A work-in-progress interpreter for the J programming language.

Currently supports many features that are central to J, including:

• Multidimensional arrays of integers and floats.
• Many primitive verbs (e.g. +, %:, ,, ...), adverbs (/, ~, ...) and conjunctions (", @:, ...).
• Correct monadic and dyadic application of verbs of different ranks.
• Obverses.
• Verb trains (hooks and forks).

This allows some fairly complicated tacit expressions to be evaluated.

Start the interactive shell with jinx. As is usual in J, the shell prompt is four spaces, so commands appear indented.

• The "trapping rainwater" problem (solution from here):

    +/@((>./\ <. >./\.)-]) 0 1 0 2 1 0 1 3 2 1 2 1
6

• The correlation between two arrays of numbers (taken from here):

    2 1 1 7 9 (+/@:* % *&(+/)&.:*:)&(- +/%#) 6 3 1 5 7
0.721332

• One of many ways to create identity matrices (see this essay):

    |.@~:\ @ ($&0) 2 3   NB. 3D array with two 3x3 identity matrices
1 0 0
0 1 0
0 0 1

1 0 0
0 1 0
0 0 1

Key parts of J not yet implemented in Jinx yet, but might be in future. These include:

• Boxes (the < and > verbs work, but not other verbs).
• Locales.
• Array types other than floats and integers.
• Numerous primitives (verbs, conjunctions).
• Control words.

Above all, this project is an ongoing learning exercise.

I want to continue to improve my patchy understanding of J by straightforwardly implementing useful subsets of it. Understand how J code is evaluated. Nail down how rank works. And so on.

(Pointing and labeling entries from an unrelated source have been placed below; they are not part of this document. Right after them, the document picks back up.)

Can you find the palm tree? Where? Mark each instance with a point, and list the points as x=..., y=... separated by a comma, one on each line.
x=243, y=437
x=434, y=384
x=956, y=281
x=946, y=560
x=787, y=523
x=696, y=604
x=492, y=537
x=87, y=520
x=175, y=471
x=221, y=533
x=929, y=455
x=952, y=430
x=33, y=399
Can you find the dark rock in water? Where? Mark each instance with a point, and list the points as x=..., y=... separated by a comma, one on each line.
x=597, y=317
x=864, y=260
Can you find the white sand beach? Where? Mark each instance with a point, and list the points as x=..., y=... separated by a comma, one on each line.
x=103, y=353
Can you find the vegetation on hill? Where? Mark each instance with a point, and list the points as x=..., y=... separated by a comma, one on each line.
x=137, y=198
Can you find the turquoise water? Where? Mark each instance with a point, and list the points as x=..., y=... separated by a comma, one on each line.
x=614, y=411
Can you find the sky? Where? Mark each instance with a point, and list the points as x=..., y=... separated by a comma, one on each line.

This means that the code is my mental map of information grabbed from pages of language documentation, book chapters, and forum posts into something that resembles J. You can find references to these sources scattered throughout the code.

Recreating the sophistication and decades of attention to detail that have gone into making the official J interpreter so feature rich and performant is not the goal here. There will be bugs, missing parts and glaring performance gaps.

But the advantage of this learn-by-making approach is that the wonderful concepts of the J language (and other APL dialects) have the potential to be mixed and matched with other tools and frameworks I know more about.

For example, in this code the separation between "interpreting J code" and "actual execution on array-like objects" is very clearly separated. At the moment "array-like objects" and "execution" are NumPy arrays and methods, but could very easily be swapped out for PyTorch, JAX, or any other array-centric framework. This sets up experiments in JIT compilation, execution on accelerators and other fun adventures.